According to the press release dated February 29, 2012, the complaint charges CNOOC and certain of its officers and directors with violations of the Securities Exchange Act of 1934. CNOOC is China’s biggest offshore state oil company. CNOOC co-owns the Penglai 19-3 (“PL 19-3”) oilfield in northern Bohai Bay with ConocoPhillips China Inc. (“ConocoPhillips”) as its operator.
The complaint alleges that during the Class Period, defendants issued materially false and misleading statements regarding the Company’s business and financial results. As a result of defendants’ false statements, CNOOC’s ADSs traded at artificially inflated prices during the Class Period, reaching a high of US$270.64 per ADS on April 4, 2011.
On June 4, 2011, an oil spill occurred at the PL 19-3 oilfield. A second spill occurred at the PL 19-3 oilfield on June 17, 2011. The complaint alleges that CNOOC and ConocoPhillips failed to disclose the spills when they occurred. However, despite CNOOC’s attempts to conceal the news, news of the spills began to leak into the market. On July 5, 2011, the State Oceanic Administration (“SOA”), China’s coastal regulator, officially acknowledged the spills had occurred. Thereafter, CNOOC downplayed the extent of the damage done by the oil spills and the impact it would have on CNOOC’s operations. On September 2, 2011, the SOA announced that it had ordered CNOOC and ConocoPhillips to immediately suspend all oil production at the PL 19-3 oilfield. On September 6, 2011, it was announced that CNOOC and ConocoPhillips would establish a Bohai Bay fund to address the environmental impact of the oil spills. On this news, CNOOC’s ADSs declined US$9.39 per ADS on September 6, 2011. Then, on September 18, 2011, it was announced that CNOOC and ConocoPhillips would establish a second Bohai Bay fund. On this news, CNOOC’s ADSs declined another US$6.85 per ADS on September 19, 2011.
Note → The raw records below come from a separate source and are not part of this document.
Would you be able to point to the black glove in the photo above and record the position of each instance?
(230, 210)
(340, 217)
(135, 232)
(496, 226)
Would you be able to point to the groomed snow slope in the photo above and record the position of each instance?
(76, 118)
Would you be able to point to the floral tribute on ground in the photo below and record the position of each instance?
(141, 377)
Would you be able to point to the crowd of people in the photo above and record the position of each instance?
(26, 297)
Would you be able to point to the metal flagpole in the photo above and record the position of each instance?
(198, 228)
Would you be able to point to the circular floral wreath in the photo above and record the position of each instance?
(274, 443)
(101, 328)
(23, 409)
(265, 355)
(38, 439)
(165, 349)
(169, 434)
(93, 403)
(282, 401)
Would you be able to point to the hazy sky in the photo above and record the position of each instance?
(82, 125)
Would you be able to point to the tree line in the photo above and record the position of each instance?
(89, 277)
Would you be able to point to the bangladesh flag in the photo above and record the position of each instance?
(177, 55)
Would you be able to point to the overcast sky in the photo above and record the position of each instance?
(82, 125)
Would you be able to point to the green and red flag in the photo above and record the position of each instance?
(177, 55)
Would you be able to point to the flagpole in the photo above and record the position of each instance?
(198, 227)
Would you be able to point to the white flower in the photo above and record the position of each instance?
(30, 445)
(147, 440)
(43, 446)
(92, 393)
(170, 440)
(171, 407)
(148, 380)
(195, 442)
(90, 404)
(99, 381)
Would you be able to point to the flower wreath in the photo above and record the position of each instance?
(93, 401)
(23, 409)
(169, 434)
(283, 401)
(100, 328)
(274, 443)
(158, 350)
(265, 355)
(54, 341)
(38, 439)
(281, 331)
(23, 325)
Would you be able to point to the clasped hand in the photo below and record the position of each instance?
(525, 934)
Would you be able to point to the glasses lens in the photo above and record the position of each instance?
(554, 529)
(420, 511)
According to the complaint, the true facts, which were known by the defendants but concealed from the investing public during the Class Period, were as follows: (a) the Company was not in compliance with environmental laws and regulations; (b) as news of the oil spills emerged, the Company concealed the extent and severity of the oil spills; (c) as news of the oil spills emerged, the Company downplayed its responsibility to effect the cleanup of the oil spills as it portrayed itself as being the “non-operator” of the oilfield; (d) the Company improperly accounted for its contingent liabilities in violation of Generally Accepted Accounting Principles; and (e) based on the foregoing, defendants lacked a reasonable basis for their positive statements about the Company’s operations and its expected oil production.
On September 24, 2012, the Court issued an Order appointing lead plaintiff and approving the selection of lead counsel. On November 29, the lead plaintiff filed an amended complaint.
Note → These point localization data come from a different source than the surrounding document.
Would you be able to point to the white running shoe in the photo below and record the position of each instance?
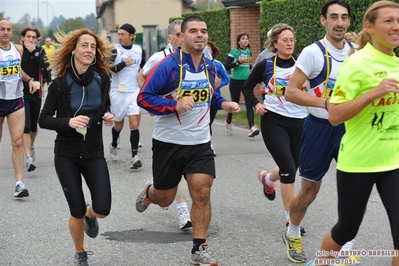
(184, 218)
(135, 162)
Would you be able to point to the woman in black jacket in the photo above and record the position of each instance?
(79, 98)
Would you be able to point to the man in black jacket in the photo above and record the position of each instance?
(33, 60)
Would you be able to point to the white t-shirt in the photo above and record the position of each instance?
(155, 59)
(11, 86)
(275, 100)
(126, 79)
(311, 62)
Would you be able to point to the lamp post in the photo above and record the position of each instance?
(52, 11)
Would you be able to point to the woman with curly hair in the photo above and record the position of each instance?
(79, 99)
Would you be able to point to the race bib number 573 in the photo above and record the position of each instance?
(10, 69)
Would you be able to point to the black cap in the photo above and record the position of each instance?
(128, 27)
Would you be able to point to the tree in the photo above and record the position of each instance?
(90, 22)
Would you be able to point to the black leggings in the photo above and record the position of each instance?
(212, 115)
(235, 92)
(282, 137)
(354, 190)
(32, 111)
(96, 175)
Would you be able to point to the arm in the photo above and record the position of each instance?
(25, 77)
(142, 58)
(341, 112)
(141, 78)
(118, 67)
(231, 62)
(40, 57)
(160, 82)
(46, 118)
(256, 76)
(222, 74)
(294, 92)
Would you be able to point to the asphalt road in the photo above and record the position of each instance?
(246, 228)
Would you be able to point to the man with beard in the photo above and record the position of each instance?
(179, 92)
(33, 61)
(319, 64)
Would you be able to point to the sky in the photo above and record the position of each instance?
(15, 9)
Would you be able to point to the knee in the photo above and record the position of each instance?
(287, 177)
(17, 143)
(305, 199)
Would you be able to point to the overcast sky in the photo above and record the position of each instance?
(15, 9)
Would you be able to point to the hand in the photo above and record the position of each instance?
(129, 61)
(108, 119)
(185, 103)
(260, 109)
(79, 121)
(32, 86)
(385, 87)
(231, 107)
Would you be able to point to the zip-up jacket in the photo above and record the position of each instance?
(68, 141)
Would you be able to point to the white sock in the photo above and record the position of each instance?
(348, 245)
(268, 181)
(182, 205)
(294, 230)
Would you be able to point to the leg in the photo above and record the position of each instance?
(387, 188)
(16, 122)
(301, 202)
(181, 202)
(200, 191)
(134, 122)
(235, 91)
(349, 215)
(1, 126)
(69, 175)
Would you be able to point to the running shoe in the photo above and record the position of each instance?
(142, 202)
(293, 245)
(81, 258)
(135, 162)
(29, 164)
(202, 257)
(287, 223)
(269, 191)
(113, 152)
(91, 225)
(21, 191)
(184, 218)
(253, 131)
(310, 263)
(229, 128)
(352, 259)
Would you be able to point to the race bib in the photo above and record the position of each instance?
(10, 70)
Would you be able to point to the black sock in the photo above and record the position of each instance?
(134, 141)
(115, 136)
(196, 243)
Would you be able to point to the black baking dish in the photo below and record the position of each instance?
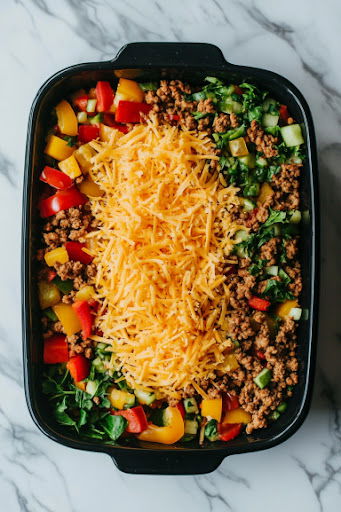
(145, 62)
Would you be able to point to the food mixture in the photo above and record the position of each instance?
(169, 277)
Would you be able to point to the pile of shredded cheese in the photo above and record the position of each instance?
(164, 235)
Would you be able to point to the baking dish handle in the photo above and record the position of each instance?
(170, 463)
(169, 54)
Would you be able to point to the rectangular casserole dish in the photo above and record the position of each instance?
(146, 62)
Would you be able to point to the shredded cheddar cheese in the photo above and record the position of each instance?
(164, 234)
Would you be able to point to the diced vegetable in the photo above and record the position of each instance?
(82, 310)
(58, 148)
(62, 200)
(49, 295)
(237, 416)
(91, 105)
(283, 310)
(128, 90)
(269, 120)
(263, 378)
(58, 255)
(83, 156)
(105, 96)
(238, 147)
(264, 194)
(144, 397)
(211, 408)
(88, 132)
(228, 431)
(119, 398)
(85, 293)
(259, 304)
(82, 117)
(70, 167)
(292, 135)
(191, 406)
(55, 178)
(136, 418)
(130, 112)
(295, 313)
(68, 318)
(191, 427)
(67, 120)
(79, 367)
(56, 349)
(77, 252)
(90, 188)
(171, 433)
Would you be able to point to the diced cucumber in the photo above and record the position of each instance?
(295, 313)
(191, 406)
(292, 135)
(91, 387)
(248, 205)
(261, 162)
(295, 216)
(269, 120)
(241, 236)
(272, 271)
(82, 117)
(249, 160)
(91, 105)
(263, 378)
(144, 397)
(191, 427)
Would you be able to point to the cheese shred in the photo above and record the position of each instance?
(164, 234)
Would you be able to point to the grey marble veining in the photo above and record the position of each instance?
(298, 39)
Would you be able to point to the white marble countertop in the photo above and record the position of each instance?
(300, 40)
On April 3, 2013, Lead Plaintiff voluntarily dismissed its claims, without prejudice, against certain individual defendants.
On May 6, 2013, the Court issued an Order granting Defendant's motion to dismiss with prejudice The Clerk was directed to terminate this case. On May 21, the Plaintiffs filed a Motion for Reconsideration of the above Order. This Motion was denied by the Court on May 23. On June 5, Plaintiffs filed a Notice of Appeal of the above orders.